Наша с ним дружба впоследствии росла стремительно. Тогда было так: если у вас одинаковые музыкальные вкусы, значит, вы уже друзья. Начали болтаться вместе и болтались всю зиму, потом всю весну.
Всей компанией уезжали в Ленинград, чтобы послушать песни группы «Ракурс», которая набирала популярность в двух столицах. Время было переломное, и неудивительно, что все мы слишком быстро повзрослели, но в неугодную для старшего поколения сторону.
Длинные лохматые волосы, кожаные куртки, да и в целом своеобразный стиль одежды. Мы обожали ту новизну, что приносили в мир. Увлечение роком утаить от родителей было сложно, я пропадал ночами со своей новой компанией. Ее мой отец считал маргинальной. По его словам, там, где отказники общества, там же наркотики, разврат и самодурство. Он запретил всякий контакт с этими ребятами, но мне уже было все равно – отца я уже не боялся. Вот она – моя долгожданная свобода.
Я сам не заметил, когда оторвался от отца, когда перестал считать его мнение важным. Процесс взросления он такой. Удивительный. С возрастом открываешь для себя по-новому то, чего годы боялся, а то, что считал и вовсе невозможным появляется в твоей жизни, когда ты морально уже готов к этому. Моя долгожданная победа – процесс моей внутренней переработки и перестройки. Даже тот лютый страх, как оказалось, сработал в мою пользу.
Моя одержимость новыми друзьями и музыкой, за которыми последовал долгожданный отпор родителям, выветрили из моего сознания Маленького императора. Я не ждал встреч с ним, свои сны в этот отвязный период, я одолжил красавицам, безудержному веселью и алкоголю.
Новая страсть и новые знакомства снизили мою успеваемость в вузе, о чем очень скоро донесли отцу. Каждый вечер для меня был таким же, как предыдущий. Отец громко и истошно кричал на меня. В его повторяющихся истериках я подглядел потерянность, он не ожидал, что я выйду из-под управления и не знал, что с этим дальше делать. Однажды даже замахнулся на меня, впервые во взрослой жизни. Я ждал этого удара, казалось, ударь он, мама простит меня за то, что я не сумел защитить ее. А у меня был бы повод сбежать из дома и быть обиженным.
Но, как и всегда, в моменты наивысшего пика наших ссор вмешивалась мама в попытке сгладить конфликт.
– Ладно тебе, молодой еще. Сам поймет, что ошибался и за ум возьмется. Поздно уже, давайте по комнатам, – говорила она каждый раз.
Мама продолжала заступаться за меня перед отцом. Она не всегда это делала, но даже этих редких моментов было достаточно, чтобы я почувствовал себя трусом, недостаточно самостоятельным. Мне было тошно от этого.
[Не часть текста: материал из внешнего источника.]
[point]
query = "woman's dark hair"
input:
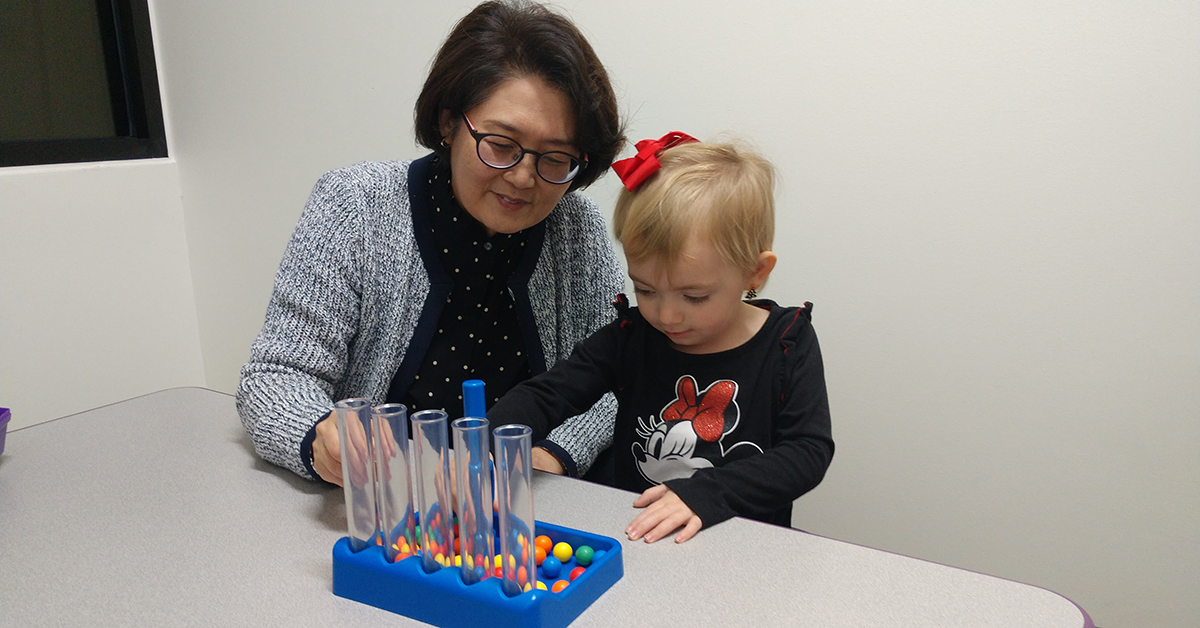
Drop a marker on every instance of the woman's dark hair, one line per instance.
(502, 40)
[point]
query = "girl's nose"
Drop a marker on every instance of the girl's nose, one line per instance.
(525, 173)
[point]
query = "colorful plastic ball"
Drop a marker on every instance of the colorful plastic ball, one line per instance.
(551, 567)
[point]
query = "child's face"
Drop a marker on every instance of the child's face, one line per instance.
(697, 300)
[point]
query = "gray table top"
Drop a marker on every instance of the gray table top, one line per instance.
(157, 512)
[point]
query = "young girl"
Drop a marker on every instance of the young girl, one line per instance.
(723, 407)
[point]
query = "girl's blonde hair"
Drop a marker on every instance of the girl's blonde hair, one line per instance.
(721, 191)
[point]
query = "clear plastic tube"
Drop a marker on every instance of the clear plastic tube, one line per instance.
(432, 484)
(394, 494)
(515, 506)
(473, 466)
(358, 471)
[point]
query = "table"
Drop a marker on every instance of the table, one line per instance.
(157, 512)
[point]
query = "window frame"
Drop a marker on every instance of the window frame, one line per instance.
(133, 89)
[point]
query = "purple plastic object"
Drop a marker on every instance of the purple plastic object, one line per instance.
(4, 425)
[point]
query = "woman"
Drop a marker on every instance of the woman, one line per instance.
(403, 279)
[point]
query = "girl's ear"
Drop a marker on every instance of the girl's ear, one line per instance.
(447, 125)
(762, 270)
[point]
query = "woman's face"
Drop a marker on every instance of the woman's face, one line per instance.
(538, 117)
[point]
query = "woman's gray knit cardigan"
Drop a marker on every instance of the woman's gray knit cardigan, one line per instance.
(352, 295)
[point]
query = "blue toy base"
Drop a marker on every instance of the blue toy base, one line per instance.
(442, 598)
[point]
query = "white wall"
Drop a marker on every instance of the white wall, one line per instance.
(96, 300)
(994, 208)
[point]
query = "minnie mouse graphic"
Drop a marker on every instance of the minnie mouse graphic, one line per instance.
(689, 432)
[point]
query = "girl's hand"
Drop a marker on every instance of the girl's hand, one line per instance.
(665, 512)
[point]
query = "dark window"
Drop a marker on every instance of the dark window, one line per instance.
(78, 82)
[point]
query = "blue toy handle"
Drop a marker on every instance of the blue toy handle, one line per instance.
(474, 404)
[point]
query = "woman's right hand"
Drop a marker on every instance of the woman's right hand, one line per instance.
(327, 453)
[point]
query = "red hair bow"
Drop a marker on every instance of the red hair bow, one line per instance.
(640, 167)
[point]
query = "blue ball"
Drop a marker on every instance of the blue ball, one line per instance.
(551, 567)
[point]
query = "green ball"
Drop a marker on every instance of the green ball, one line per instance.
(583, 555)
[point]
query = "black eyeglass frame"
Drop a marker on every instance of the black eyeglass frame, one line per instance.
(582, 160)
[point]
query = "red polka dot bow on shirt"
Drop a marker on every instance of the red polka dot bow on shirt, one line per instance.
(640, 167)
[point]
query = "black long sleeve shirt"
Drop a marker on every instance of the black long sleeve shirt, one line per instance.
(741, 432)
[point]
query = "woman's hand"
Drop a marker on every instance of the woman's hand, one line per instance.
(665, 512)
(327, 453)
(544, 460)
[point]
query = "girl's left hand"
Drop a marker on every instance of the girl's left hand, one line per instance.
(665, 512)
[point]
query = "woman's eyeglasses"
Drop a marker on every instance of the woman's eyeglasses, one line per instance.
(503, 153)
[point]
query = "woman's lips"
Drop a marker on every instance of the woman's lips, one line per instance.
(511, 203)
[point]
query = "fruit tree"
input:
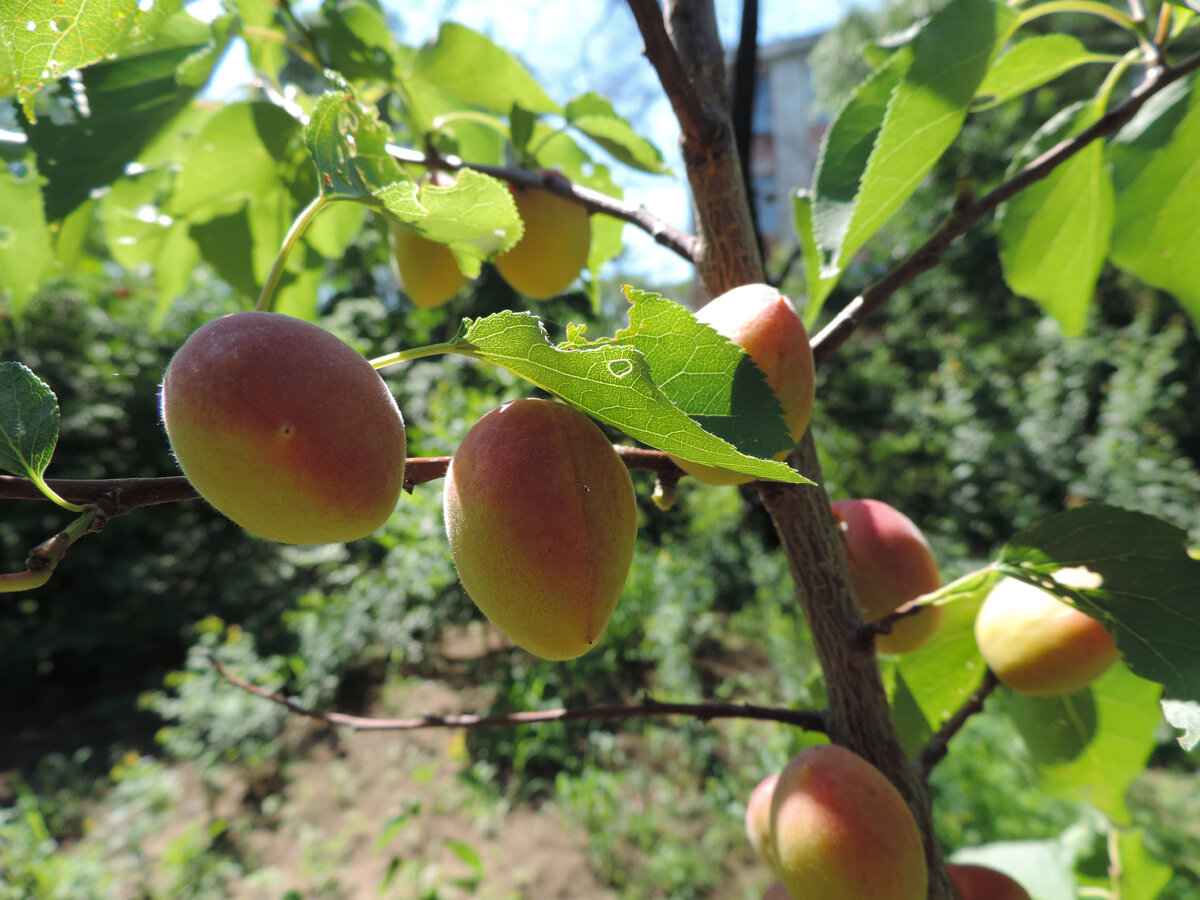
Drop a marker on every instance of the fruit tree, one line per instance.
(463, 172)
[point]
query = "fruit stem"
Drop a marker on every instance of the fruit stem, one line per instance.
(281, 259)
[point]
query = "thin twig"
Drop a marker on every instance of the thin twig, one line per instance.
(679, 243)
(965, 215)
(939, 745)
(805, 719)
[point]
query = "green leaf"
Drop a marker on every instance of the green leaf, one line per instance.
(1186, 715)
(611, 383)
(29, 421)
(47, 39)
(1092, 744)
(706, 375)
(594, 117)
(1147, 593)
(947, 670)
(1054, 235)
(899, 123)
(469, 66)
(1030, 64)
(25, 251)
(129, 102)
(1045, 869)
(1157, 229)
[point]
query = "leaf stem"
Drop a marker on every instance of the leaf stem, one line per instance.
(281, 259)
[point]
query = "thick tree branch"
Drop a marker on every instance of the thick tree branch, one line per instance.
(681, 243)
(971, 210)
(807, 719)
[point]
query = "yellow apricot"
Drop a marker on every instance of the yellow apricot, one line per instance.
(1038, 645)
(285, 429)
(843, 832)
(765, 324)
(553, 247)
(426, 269)
(543, 520)
(978, 882)
(759, 819)
(891, 563)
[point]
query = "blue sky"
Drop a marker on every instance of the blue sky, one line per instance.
(577, 45)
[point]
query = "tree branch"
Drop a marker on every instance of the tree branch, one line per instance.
(939, 745)
(805, 719)
(970, 210)
(681, 243)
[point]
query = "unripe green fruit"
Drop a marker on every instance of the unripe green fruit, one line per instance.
(543, 520)
(285, 429)
(553, 247)
(1038, 645)
(426, 269)
(765, 324)
(978, 882)
(759, 820)
(891, 563)
(843, 832)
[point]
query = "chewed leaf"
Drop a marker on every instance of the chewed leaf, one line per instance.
(611, 383)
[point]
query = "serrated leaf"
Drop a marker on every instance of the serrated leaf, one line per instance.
(1186, 715)
(1030, 64)
(47, 39)
(947, 670)
(1157, 229)
(129, 102)
(594, 117)
(29, 421)
(1055, 234)
(611, 383)
(1147, 594)
(706, 375)
(1092, 744)
(927, 87)
(467, 65)
(25, 251)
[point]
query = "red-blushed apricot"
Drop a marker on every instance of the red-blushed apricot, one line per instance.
(978, 882)
(285, 429)
(759, 819)
(765, 324)
(891, 563)
(843, 832)
(426, 269)
(553, 247)
(543, 520)
(1038, 645)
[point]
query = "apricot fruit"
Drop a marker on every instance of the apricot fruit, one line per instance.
(553, 247)
(285, 429)
(1038, 645)
(891, 563)
(426, 269)
(765, 324)
(759, 819)
(978, 882)
(841, 832)
(543, 520)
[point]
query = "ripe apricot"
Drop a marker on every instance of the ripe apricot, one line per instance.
(978, 882)
(765, 324)
(843, 832)
(553, 247)
(1038, 645)
(891, 563)
(541, 519)
(426, 269)
(285, 429)
(759, 819)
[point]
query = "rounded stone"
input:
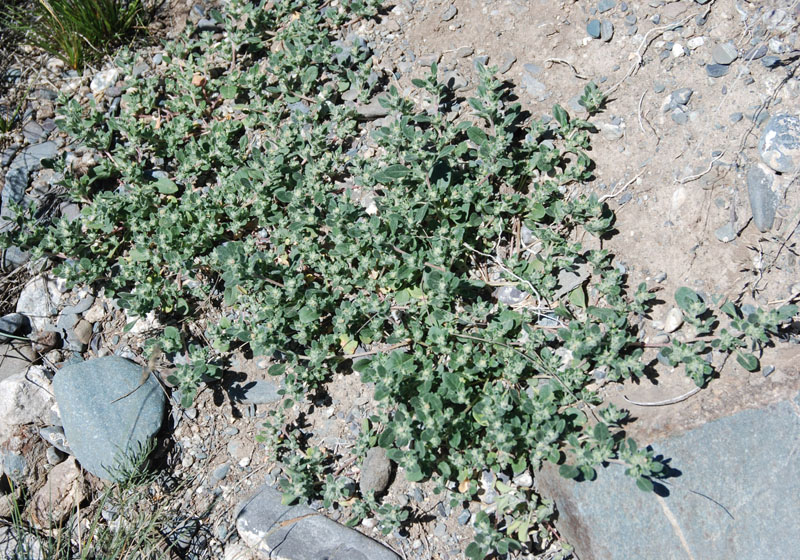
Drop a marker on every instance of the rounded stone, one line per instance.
(779, 145)
(105, 433)
(717, 70)
(725, 53)
(376, 472)
(593, 29)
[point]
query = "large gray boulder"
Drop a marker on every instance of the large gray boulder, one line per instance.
(104, 434)
(300, 533)
(735, 495)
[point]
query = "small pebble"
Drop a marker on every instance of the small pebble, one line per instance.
(593, 29)
(717, 70)
(606, 30)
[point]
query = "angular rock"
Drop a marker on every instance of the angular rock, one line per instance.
(763, 200)
(24, 399)
(13, 542)
(606, 5)
(38, 301)
(510, 295)
(593, 28)
(454, 80)
(13, 323)
(373, 110)
(63, 491)
(15, 357)
(779, 144)
(606, 30)
(725, 53)
(104, 434)
(735, 496)
(506, 61)
(300, 533)
(376, 472)
(717, 70)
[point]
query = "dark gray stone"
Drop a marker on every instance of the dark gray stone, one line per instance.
(454, 80)
(33, 132)
(376, 472)
(8, 154)
(373, 110)
(507, 60)
(102, 433)
(755, 53)
(254, 392)
(206, 24)
(735, 497)
(779, 145)
(763, 200)
(606, 30)
(31, 157)
(510, 295)
(13, 323)
(593, 29)
(54, 435)
(300, 533)
(717, 70)
(725, 53)
(605, 5)
(82, 306)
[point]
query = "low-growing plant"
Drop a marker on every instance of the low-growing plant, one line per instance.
(447, 269)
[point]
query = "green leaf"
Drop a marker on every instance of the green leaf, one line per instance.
(172, 333)
(687, 299)
(387, 174)
(386, 439)
(747, 361)
(414, 474)
(561, 115)
(476, 135)
(361, 365)
(165, 186)
(308, 315)
(644, 484)
(569, 471)
(138, 255)
(537, 212)
(577, 297)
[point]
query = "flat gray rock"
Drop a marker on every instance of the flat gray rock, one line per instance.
(735, 496)
(779, 144)
(763, 200)
(101, 432)
(300, 533)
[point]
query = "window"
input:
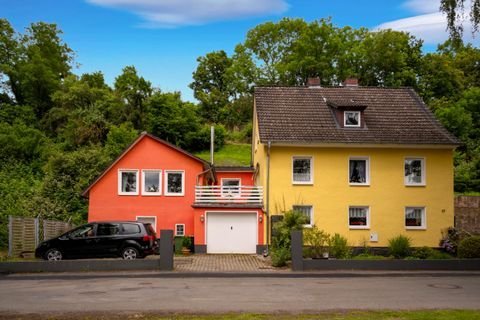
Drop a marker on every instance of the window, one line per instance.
(302, 170)
(130, 228)
(414, 171)
(231, 187)
(148, 219)
(179, 230)
(108, 229)
(307, 211)
(359, 217)
(359, 171)
(128, 182)
(415, 218)
(152, 180)
(351, 118)
(174, 183)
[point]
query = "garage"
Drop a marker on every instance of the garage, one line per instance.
(231, 232)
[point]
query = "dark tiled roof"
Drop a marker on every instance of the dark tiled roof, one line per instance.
(303, 114)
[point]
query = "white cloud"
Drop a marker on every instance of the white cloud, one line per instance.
(172, 13)
(430, 25)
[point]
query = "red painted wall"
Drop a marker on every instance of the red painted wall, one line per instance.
(106, 204)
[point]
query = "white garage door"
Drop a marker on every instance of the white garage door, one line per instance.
(231, 232)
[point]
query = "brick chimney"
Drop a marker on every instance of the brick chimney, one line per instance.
(351, 82)
(313, 82)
Я задумывался, ждет ли она поддержки от меня в моменты ссоры с отцом? Все детство во время их скандалов я отсиживался в кабинете отца. Мне казалось, что глаза матери уставлены на двери, за которыми прячется ее сын трус, в надежде, что я осмелюсь пойти против местного монстра. Но – увы! Страх был сильнее.
Вот и после очередной ссоры с отцом я чувствовал себя дерьмово, тяжесть долга перед матерью, который не отплачу никогда, меня душила, но больнее было от ее слов: «Сам поймет, что ошибался». Мне казалось, что мама – моя тихая поддержка, но даже она была против моей молодости. Для себя в этот вечер я открыл другую сторону матери – она была тем ангелом, что направляла демона.
После пяти лет усердных попыток переубедить меня отец сдался и сказал: «Это все выветрится, и сам ко мне прибежишь». Друзей, которых я обожал и считал центром моей жизни, становилось все меньше и меньше. Те из них, что были выходцами из интеллигенции, не без помощи родителей получили свое хлебные места и постепенно заземлялись, а тех, кто был попроще из столицы разогнали, по своим регионам, люди в погонах, ну или они сами себя сами загубили.
Я же, естественно, попал в первую категорию. Упирался я долго, отказывался верить в собственное признание, что все-таки отец оказался прав. Моих друзей уже не было рядом, они, как и мое увлечением, оказались временным явлением.